The Perseids is an annual shower of dust and ice trailing from Swift-Tuttle, a comet that whips around us every 133 years, leaving a trail of comet-junk in its wake for us to pass through on our own annual trip around the sun. As those pieces succumb to the gravity of our Terran planet, they burn up in the friction of our atmosphere – and no, they do not get to the ground – normally. If you’re watching the sky and you see a “shooting star” and it disappears while it’s still high in the sky, it is gone and did not collide with Spaceship Earth.

What makes the Perseids display particularly wonderful is it happens about this time every year, when it’s still warm enough to be summer and, if we’re lucky, cool enough for outdoor comfort.

But it was made even more spectacular this week by darkness.

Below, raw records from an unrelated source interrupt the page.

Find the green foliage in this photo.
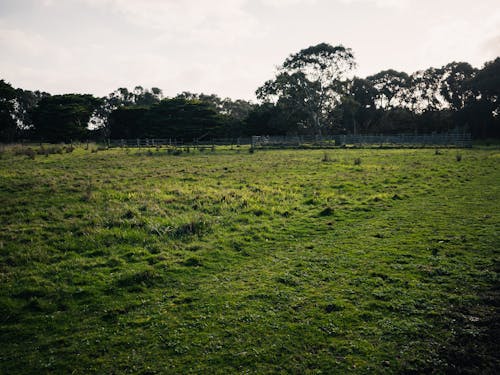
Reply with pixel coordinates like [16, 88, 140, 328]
[366, 69, 410, 110]
[257, 43, 356, 135]
[31, 94, 102, 142]
[0, 79, 17, 141]
[0, 147, 498, 373]
[109, 98, 227, 140]
[440, 62, 476, 111]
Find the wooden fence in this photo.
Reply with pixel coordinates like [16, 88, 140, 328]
[107, 132, 472, 149]
[107, 137, 253, 148]
[335, 133, 472, 147]
[251, 132, 472, 148]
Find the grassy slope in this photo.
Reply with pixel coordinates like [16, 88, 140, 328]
[0, 147, 498, 374]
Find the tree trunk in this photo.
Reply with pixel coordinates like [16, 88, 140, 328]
[311, 112, 322, 137]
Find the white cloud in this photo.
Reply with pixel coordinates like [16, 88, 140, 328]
[260, 0, 317, 7]
[482, 34, 500, 59]
[77, 0, 260, 43]
[1, 0, 498, 100]
[418, 7, 500, 70]
[0, 27, 46, 56]
[338, 0, 414, 9]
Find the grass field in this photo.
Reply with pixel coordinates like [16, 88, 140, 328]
[0, 145, 498, 374]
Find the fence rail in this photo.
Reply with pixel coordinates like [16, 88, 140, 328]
[107, 132, 472, 149]
[334, 133, 472, 147]
[107, 137, 253, 148]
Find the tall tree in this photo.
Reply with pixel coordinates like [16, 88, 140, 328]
[461, 58, 500, 138]
[256, 43, 356, 135]
[109, 98, 226, 140]
[440, 62, 476, 111]
[108, 106, 149, 139]
[13, 89, 51, 132]
[145, 99, 225, 140]
[96, 86, 164, 137]
[344, 77, 380, 133]
[31, 94, 102, 142]
[468, 58, 499, 107]
[366, 69, 410, 110]
[0, 80, 17, 141]
[407, 67, 444, 112]
[174, 92, 255, 137]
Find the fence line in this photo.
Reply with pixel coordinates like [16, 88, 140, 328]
[107, 137, 254, 148]
[107, 132, 472, 149]
[335, 133, 472, 147]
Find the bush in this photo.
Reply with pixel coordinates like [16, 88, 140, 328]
[37, 145, 65, 156]
[14, 147, 36, 159]
[25, 148, 36, 160]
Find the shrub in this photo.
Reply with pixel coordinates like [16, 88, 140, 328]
[83, 176, 93, 201]
[14, 147, 36, 159]
[36, 145, 65, 156]
[25, 148, 36, 160]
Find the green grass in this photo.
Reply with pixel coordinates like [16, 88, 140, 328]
[0, 146, 498, 374]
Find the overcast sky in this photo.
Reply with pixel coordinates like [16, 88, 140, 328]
[1, 0, 499, 100]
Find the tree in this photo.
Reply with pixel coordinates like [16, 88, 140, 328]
[31, 94, 102, 142]
[338, 96, 361, 134]
[468, 58, 499, 107]
[174, 92, 255, 137]
[256, 43, 356, 135]
[95, 86, 164, 138]
[461, 58, 500, 138]
[176, 92, 223, 112]
[108, 106, 149, 139]
[440, 62, 476, 111]
[109, 98, 226, 140]
[145, 99, 225, 140]
[366, 69, 410, 110]
[0, 79, 17, 141]
[342, 77, 380, 133]
[407, 67, 444, 113]
[244, 103, 305, 136]
[13, 89, 51, 133]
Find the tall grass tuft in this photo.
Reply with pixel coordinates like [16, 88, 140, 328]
[83, 176, 93, 201]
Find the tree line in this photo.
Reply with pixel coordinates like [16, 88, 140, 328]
[1, 43, 498, 143]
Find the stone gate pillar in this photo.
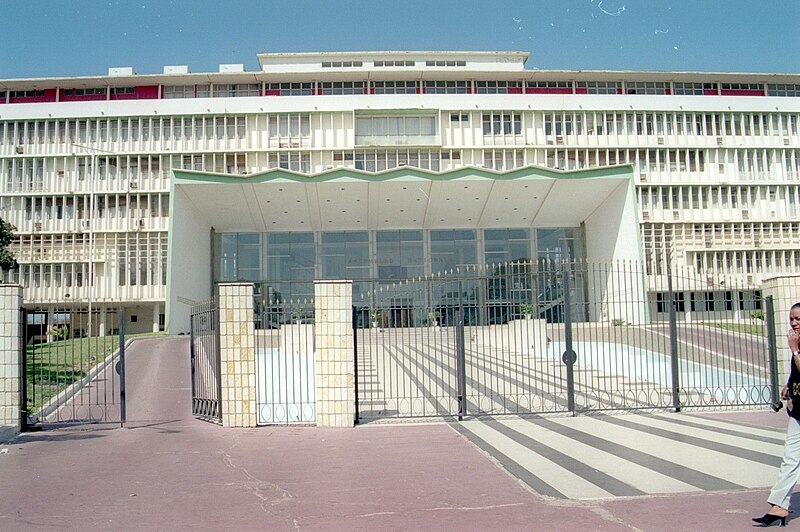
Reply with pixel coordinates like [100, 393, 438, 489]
[314, 281, 354, 428]
[218, 283, 257, 428]
[0, 285, 23, 443]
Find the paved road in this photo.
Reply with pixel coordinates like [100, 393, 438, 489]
[1, 336, 796, 531]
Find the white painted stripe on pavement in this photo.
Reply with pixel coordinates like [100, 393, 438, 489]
[617, 414, 785, 455]
[497, 418, 700, 495]
[553, 416, 776, 488]
[462, 420, 614, 500]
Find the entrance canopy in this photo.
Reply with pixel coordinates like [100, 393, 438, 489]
[166, 164, 639, 332]
[170, 164, 633, 232]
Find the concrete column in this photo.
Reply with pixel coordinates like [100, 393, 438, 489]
[314, 280, 354, 428]
[218, 283, 256, 428]
[0, 285, 23, 443]
[152, 303, 161, 333]
[99, 305, 107, 337]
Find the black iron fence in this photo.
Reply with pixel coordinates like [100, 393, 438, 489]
[354, 260, 776, 421]
[189, 298, 221, 421]
[21, 307, 127, 427]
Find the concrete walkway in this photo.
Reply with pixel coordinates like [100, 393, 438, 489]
[0, 337, 795, 531]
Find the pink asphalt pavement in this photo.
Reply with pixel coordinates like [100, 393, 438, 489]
[0, 337, 794, 531]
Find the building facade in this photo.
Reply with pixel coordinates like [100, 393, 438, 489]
[1, 51, 798, 334]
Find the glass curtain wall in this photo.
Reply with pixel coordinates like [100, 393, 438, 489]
[213, 227, 584, 324]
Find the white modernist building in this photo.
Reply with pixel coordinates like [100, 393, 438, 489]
[0, 51, 799, 334]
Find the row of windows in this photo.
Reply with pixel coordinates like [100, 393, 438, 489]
[3, 111, 799, 150]
[0, 193, 170, 222]
[639, 185, 799, 211]
[654, 291, 762, 313]
[4, 147, 800, 195]
[542, 112, 800, 137]
[6, 243, 168, 288]
[0, 115, 268, 146]
[693, 250, 800, 276]
[214, 227, 576, 284]
[5, 81, 799, 101]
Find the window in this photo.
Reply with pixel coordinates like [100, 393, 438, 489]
[475, 81, 522, 94]
[278, 153, 311, 173]
[355, 116, 436, 144]
[673, 82, 717, 95]
[354, 150, 440, 171]
[373, 60, 415, 67]
[182, 155, 203, 170]
[265, 83, 313, 96]
[525, 81, 573, 93]
[626, 82, 669, 95]
[425, 60, 466, 67]
[320, 61, 363, 68]
[212, 84, 259, 97]
[319, 81, 366, 95]
[483, 150, 524, 171]
[10, 90, 45, 98]
[722, 83, 763, 91]
[63, 88, 105, 96]
[268, 114, 311, 138]
[768, 84, 800, 97]
[373, 81, 416, 94]
[576, 81, 621, 94]
[110, 87, 135, 95]
[704, 292, 715, 311]
[163, 85, 195, 99]
[482, 113, 521, 136]
[450, 113, 469, 123]
[423, 81, 468, 94]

As we lay back to watch early Wednesday morning, the moon was in the nearly-gone stage of brilliance, and there were virtually no clouds to block the stellar view. This shower is said to have more “fireballs” than usual – large burning chunks that appear brighter than many of the brightest stars. I watched one blazing comet-scrap suddenly appear, race a thousand miles or so, and leave a distinct exhaust trail as it burned itself into oblivion.

Throw in an orchestra of tree frogs and an occasional cricket, maybe an owl back among the distant trees, a glass of something tasty – it’s difficult to buy tickets for a better show.

Speaking of owls, they are among the most difficult, in my experience, to photograph. I love bird hunting with the Nikon, and I’ve a nice and growing collection of avifauna claiming residence in the county, but there are a few which so far have eluded me.

I often hear an owl or two hoo-hoo-hoooo tauntingly from the woods outside my window. The trouble is, as one tippy-toes quietly as possible with a flashlight through the woods, the huntees hear and see the hunter long before any lens is even close to where they, by the way, no longer are.

Great Blue Herons also are camera shy. I have stood for seemingly long periods watching, quietly, as one of those great birds wades through the tall grass and shallow water in search of a tasty frog on which to dine. I’ve ever so slowly lifted the camera toward my eye – and just as I’d peek through the viewfinder, he (or she) would bound into the air and move out of camera range, knowing exactly which lens I have mounted and what distance is just a bit too far for a decent shot.

In the same fashion, a Belted Kingfisher has avoided me, sitting barely visible in the lakeside pine until I had drifted the canoe almost into camera range before the little blue and rust creature launches in a huge circle around me, staying too far and too fast.

But I’m getting closer to each. Though I am still trying to convince the Kingfisher I am harmless and will not steal his soul with my camera, I have captured a few pretty nice heron-in-flight images.

And one night this week a reader called to say a pair of owls had been stopping by his house the past few evenings. Maybe I’d like to stop by one evening and try my luck, he offered.

Yes, indeed, I would. It’s pretty great to have a year-round hunting season.